ESP-001

INSS 'AI Doctor' — ML-Based Sick Leave Fraud Detection (Modelo de Priorización de Citas)

Download PDF
Spain Europe & Central Asia High income Full Production Deployment Confirmed

Instituto Nacional de la Seguridad Social (INSS), under the Ministry of Inclusion, Social Security and Migration

At a Glance

What it does Prediction (including forecasting) — Compliance and integrity
Who runs it Instituto Nacional de la Seguridad Social (INSS), under the Ministry of Inclusion, Social Security and Migration
Programme Incapacidad Temporal (Temporary Disability / Sick Leave Benefits)
Confidence Confirmed
Deployment Status Full Production Deployment
Key Risks Governance and institutional oversight risks
Key Outcomes Few of the originally promised gains have materialised after 5+ years.
Source Quality 8 sources — Academic journal article, News article / media

The Instituto Nacional de la Seguridad Social (INSS) — Spain's national social security institute — deploys two XGBoost (gradient-boosted decision tree) machine learning algorithms to assess sick leave (incapacidad temporal) cases on a daily basis. The system generates a numerical score between 0 and 1 for each worker currently on sick leave, estimating the likelihood that the worker is ready to return to work. These scores are used to prioritise which cases medical inspectors should review first, effectively creating a 'digital waiting list' that controls the order of medical inspection appointments.
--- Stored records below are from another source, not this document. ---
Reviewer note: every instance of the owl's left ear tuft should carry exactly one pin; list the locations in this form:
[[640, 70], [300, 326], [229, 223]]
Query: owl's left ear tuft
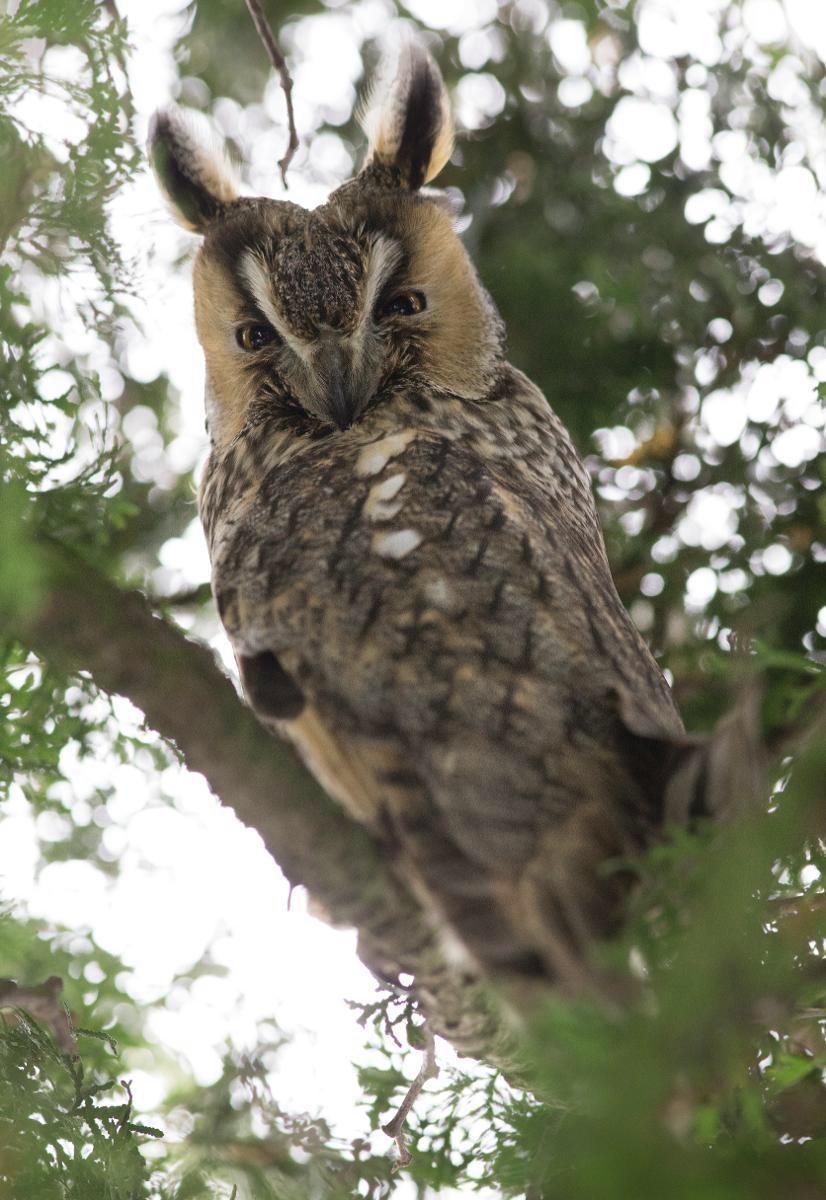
[[407, 118], [191, 167]]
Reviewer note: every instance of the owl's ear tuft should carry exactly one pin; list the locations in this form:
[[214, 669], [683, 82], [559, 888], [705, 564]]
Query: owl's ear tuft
[[407, 118], [191, 167]]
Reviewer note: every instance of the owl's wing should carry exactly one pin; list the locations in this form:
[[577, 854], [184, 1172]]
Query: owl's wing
[[467, 672]]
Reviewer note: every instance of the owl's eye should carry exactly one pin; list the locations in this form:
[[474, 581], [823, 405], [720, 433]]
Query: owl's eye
[[405, 304], [255, 337]]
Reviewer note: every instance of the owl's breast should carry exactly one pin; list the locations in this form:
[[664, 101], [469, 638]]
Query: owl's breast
[[403, 581]]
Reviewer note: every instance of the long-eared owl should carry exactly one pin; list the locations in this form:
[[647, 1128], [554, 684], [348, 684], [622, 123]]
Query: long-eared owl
[[405, 549]]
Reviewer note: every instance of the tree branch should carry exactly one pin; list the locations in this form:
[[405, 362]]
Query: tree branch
[[280, 64], [87, 623]]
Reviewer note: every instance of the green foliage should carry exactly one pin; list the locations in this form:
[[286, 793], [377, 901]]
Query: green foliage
[[641, 304]]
The scoring system operates on a four-tier scale: 0.00–0.30 indicates slow recovery expected (maintain leave), 0.31–0.60 indicates favourable progress (standard review scheduling), 0.61–0.80 indicates notable improvement (priority appointment), and 0.81–1.00 indicates imminent clearance (possible end of leave). The model draws on a range of input variables including gender, age, place of residence (which carries three times the statistical weight of specific medical diagnosis), medical diagnoses, duration of current leave, patient medical history, prior leave history, case type, medical reports from public health services, reports from mutual insurance companies (mutuas), and inspector assessments recorded in the Atrium internal application.

The system was built by SAS (a US-based analytics software company) and implemented by ViewNext (a Spanish subsidiary of IBM), at a cost of at least EUR 1 million based on procurement tender documents. It was deployed in 2018 and integrated into inspector workflows from 2018. The current model version has been operational unchanged since November 2020.

Critically, the system operated in secret for approximately five years (2018–2023), with no public disclosure of its existence or functioning. It was exposed in April 2023 through an investigation by Lighthouse Reports and El Confidencial, part of the cross-border 'Suspicion Machines' investigative series that also examined algorithmic welfare systems in the Netherlands (SyRI), Serbia, and other countries. Following exposure, the Spanish Ministry of Inclusion denied transparency requests from journalists, citing that disclosure would 'compromise essential public interests' and affect system 'efficacy'.

Internal performance evaluations have revealed significant quality concerns. The system has a documented internal validation error rate of 15.4%, meaning it fails in approximately one out of every six cases. In the first half of 2025, only 35.48% of algorithmically-selected workers received medical discharge, compared to 41.48% for cases selected manually by inspectors — meaning human judgment consistently outperforms the algorithm. Senior INSS officials have conceded the algorithms are 'not accurate', and expert Ana Valdivia of the Oxford Internet Institute described the false positive performance as 'poor' and 'unbalanced'. Medical inspectors working with the system daily have stated they 'are not able to explain what it is'. The system has been described as 'rendered effectively useless' due to chronic underfunding and inspector staff shortages across the INSS inspection corps.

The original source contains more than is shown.